Are there people in your team or life who are coasting?  I think we all have experienced this principle, that a few folks on a team do most of thew work while a larger percentage do what seems like the bare minimum to get by.  The challenge for me, as a coach, is that I am almost never interacting with the under-achievers. Instead, I am speaking to the boss or over-achieving colleague who is frustrated and feels burdened.  This may also be your experience as the boss, when your super-performing subordinates are complaining about their less ambitious colleagues.  So how can you or I make a difference in this scenario?

One of the approaches that I have used is based on the premise that people rise to the expectations we have for them.  They also descend to the expectations we have for them.  So to alter another person’s performance you may have to first deal with your own belief structure and the mental ceiling you have assumed of that individual’s potential.  I realize this isn’t the kind of magical fix that you expect. After all, if you are not the problem, why does the solution come back to you? Well, because you’re the one whose problem it has become, and you’re the one committed to altering it.  In reality, we could say that about anything, couldn’t we?  But in this case, there is some significant research that shows that when under-performing workers are provided with “stretch goals” and coaching that presumes their competence and ambition, they exceed their past performance.

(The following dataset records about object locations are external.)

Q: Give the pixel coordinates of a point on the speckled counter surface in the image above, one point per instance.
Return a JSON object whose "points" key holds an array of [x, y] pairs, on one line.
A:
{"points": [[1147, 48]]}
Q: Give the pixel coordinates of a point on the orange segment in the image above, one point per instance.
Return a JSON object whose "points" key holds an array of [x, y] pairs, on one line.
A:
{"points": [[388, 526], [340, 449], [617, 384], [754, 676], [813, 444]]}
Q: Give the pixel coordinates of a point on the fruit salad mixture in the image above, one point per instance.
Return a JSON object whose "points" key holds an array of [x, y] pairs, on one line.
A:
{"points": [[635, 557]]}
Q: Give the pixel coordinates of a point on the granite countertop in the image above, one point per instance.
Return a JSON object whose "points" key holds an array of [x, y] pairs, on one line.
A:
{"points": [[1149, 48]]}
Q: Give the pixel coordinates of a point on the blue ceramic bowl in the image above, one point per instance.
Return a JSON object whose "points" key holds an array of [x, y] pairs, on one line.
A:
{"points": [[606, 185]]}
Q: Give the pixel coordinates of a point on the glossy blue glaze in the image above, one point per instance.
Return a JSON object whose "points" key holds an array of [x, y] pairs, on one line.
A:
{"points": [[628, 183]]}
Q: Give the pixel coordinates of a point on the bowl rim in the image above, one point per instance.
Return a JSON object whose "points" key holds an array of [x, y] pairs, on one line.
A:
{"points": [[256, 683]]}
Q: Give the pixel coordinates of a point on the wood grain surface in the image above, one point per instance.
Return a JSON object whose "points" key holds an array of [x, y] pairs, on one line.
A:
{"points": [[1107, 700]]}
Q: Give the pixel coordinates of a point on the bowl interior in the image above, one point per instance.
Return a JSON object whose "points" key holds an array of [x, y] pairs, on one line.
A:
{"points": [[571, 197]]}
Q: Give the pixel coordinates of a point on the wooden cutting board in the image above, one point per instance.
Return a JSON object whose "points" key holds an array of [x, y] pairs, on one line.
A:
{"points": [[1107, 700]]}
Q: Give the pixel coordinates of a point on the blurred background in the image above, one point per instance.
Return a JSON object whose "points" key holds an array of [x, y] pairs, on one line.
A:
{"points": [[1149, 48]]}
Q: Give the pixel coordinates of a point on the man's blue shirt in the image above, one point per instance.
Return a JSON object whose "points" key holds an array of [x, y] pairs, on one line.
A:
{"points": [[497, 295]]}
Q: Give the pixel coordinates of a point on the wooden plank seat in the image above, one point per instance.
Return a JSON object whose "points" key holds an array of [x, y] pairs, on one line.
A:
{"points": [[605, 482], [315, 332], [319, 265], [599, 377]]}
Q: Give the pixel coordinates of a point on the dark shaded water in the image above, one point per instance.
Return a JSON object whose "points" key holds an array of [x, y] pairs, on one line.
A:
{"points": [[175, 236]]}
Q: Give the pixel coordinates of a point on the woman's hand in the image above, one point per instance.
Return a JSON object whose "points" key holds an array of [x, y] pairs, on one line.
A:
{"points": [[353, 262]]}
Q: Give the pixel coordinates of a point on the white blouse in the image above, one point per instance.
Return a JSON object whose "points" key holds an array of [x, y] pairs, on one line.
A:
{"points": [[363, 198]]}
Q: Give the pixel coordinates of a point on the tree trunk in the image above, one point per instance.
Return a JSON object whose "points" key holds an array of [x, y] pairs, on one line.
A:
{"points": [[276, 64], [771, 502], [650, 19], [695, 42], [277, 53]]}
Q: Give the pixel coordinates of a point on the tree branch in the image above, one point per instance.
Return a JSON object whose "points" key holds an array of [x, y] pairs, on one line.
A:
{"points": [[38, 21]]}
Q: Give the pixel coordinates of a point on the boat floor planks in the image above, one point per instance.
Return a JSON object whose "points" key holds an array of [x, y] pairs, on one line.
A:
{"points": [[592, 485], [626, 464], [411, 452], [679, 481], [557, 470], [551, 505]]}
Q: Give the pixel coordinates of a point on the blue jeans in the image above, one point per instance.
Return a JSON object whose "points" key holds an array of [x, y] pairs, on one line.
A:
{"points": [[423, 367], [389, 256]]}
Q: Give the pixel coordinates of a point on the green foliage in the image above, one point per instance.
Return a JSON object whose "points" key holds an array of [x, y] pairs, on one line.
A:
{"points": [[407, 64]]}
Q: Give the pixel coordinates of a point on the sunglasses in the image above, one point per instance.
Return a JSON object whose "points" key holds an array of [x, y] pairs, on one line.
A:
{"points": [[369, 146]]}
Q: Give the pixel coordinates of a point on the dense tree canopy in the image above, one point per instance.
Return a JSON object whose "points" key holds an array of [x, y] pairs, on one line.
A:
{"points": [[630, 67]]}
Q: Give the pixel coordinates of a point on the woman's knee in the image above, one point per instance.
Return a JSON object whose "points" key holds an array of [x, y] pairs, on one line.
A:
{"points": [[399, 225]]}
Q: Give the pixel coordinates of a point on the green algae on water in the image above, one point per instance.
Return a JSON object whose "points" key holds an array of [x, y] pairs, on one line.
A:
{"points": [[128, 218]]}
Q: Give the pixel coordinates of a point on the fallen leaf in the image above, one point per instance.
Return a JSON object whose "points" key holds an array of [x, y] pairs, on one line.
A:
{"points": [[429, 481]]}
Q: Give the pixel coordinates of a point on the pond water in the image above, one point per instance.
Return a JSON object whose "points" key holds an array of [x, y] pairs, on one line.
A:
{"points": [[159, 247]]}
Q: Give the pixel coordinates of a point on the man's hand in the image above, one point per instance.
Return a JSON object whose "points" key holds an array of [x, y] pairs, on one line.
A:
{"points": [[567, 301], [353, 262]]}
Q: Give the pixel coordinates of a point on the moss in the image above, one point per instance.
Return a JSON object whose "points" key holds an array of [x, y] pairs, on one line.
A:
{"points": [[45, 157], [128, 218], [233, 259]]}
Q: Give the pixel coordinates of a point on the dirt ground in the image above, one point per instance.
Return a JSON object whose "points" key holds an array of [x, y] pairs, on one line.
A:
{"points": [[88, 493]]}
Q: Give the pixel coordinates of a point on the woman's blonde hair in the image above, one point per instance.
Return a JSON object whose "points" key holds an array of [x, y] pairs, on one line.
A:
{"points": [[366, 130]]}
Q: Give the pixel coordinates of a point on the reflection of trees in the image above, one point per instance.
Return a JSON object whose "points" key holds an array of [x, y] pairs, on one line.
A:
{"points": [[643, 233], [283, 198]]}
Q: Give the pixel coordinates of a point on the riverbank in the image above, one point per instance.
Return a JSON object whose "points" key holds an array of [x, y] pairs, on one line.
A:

For you, that means changing a few things involving the management of and thought process about under-performers. If you are not the supervisor , then this coaching should go to their supervisor. Create a game. A game that demands more of that person.  This is counter-intuitive, because when people under-perform we are inclined to give them less work and easier goals.  This coaching is opposite to that. Raise the bar. Assume their greatness. And tell them so.  As always, every case is difference. But the more entrenched your belief that this will not work, the more I suggest it will.  Your entrenchment is one of the reasons that it stays as it is.  So try it.  Elevate your lowest performing team member, raise the demand for them to excel, and have conversations in which you assume they are completely able and delighted to do and deliver more and better results.   Let me know how it works.